Volo Germanwings: i perché che non troviamo, nonostante le neuroscienze
I media di tutto il mondo in questi giorni raccontano e interpretano i tragici fatti del volo 9525 di Germanwings, schiantatosi sulle montagne francesi mentre volava verso Düsseldorf, con 150 vittime. Sempre più prende corpo l’ipotesi del suicidio del copilota Andreas Lubitz.
Questa ipotesi sembra talmente assurda e irreale da lasciare basiti, fino a stentare a crederci. L’incredulità si genera dal non voler cedere all’idea che lo stato di sofferenza e prostrazione psichico di un uomo possa cancellare ogni evidenza del valore e della preziosità della propria e altrui vita, fino ad arrivare a tanto. Dietro a molti interventi dei giornalisti e nell’infinita scia di commenti che affollano i social network echeggia una sola grande domanda: “Perché? Com’è stato possibile?”.
In una società che conosce i funzionamenti dell’uomo e del suo cervello, mai come in precedenza rimane ancora un mistero l’annodarsi tra libertà, responsabilità, capacità umana di sognare e compiere gesta epiche e la fragilità che l’uomo rivela a se stesso.
Qualcuno cerca spiegazioni con passati studi sui suicidi aerei, con studi psichiatrici o con le neuroscienze.
Le risposte della scienza e della medicina sono univoche: neanche in una popolazione così selezionata come sono i piloti è possibile predire o escludere il rischio di suicidio.
L’ex presidente della Società italiana di psichiatria Claudio Mencacci, intervistato, dice di non essere sorpreso per l’ipotesi di un gesto estremo del copilota: in alcuni casi, commenta lo psichiatra, “si entra in una sorta di tunnel dove la morte è l’unico pensiero di fuga. […] Tutto il resto, compreso il senso di responsabilità per la vita degli altri, si annulla”. Lo psichiatra non si dichiara neppure sorpreso per la circostanza che ha condotto a una vera e propria strage, data la scelta dell’uomo di suicidarsi in volo con l’aereo carico: “Basti pensare a quanto accade nelle persone che decidono di morire lasciando aperto il rubinetto del gas: sanno bene – conclude – che un’esplosione potrà uccidere molte altre persone, ma questo pensiero è annullato dalla determinazione di morire per uscire dal tunnel nel quale si sentono”.

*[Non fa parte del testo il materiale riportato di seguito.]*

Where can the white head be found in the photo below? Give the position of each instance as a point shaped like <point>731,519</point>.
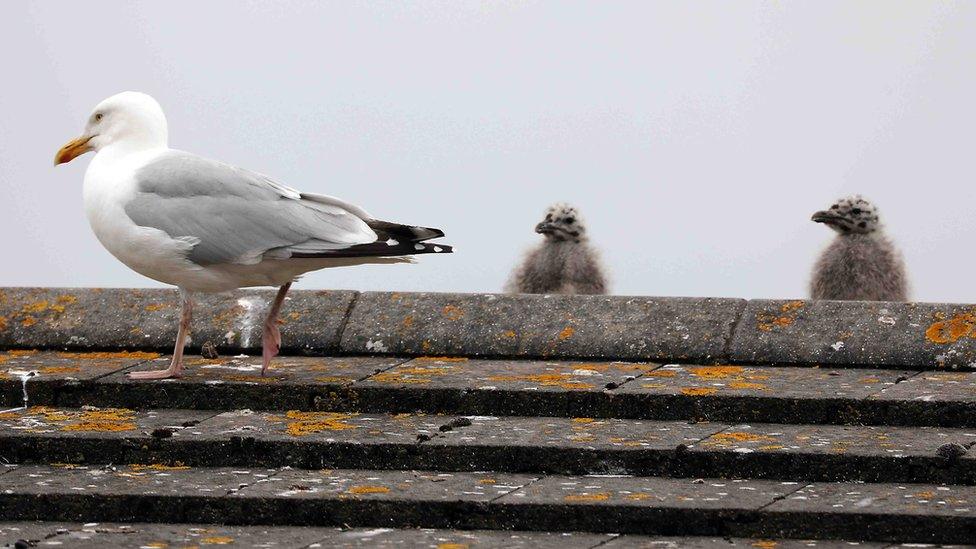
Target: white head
<point>850,215</point>
<point>130,119</point>
<point>562,222</point>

Da un punto di vista teologico-morale questo episodio ci mette di fronte a quella consapevolezza biblica che anima la nostra autocoscienza umana e credente: l’uomo, creatura tanto amata dal suo Creatore, è carne e spirito, fragilità e grandezza, fattualità e trascendenza. Dio si ricorda di lui e se ne prende cura, però la grandezza di cui Dio lo fa capace è impastata in una fragilità enorme.
Tutto questo non spiega il perché, non cancella la sofferenza, ma pone la storia di cui siamo testimoni nella prospettiva di poter essere trasfigurata, per Grazia, divenendo, comunque, storia di salvezza.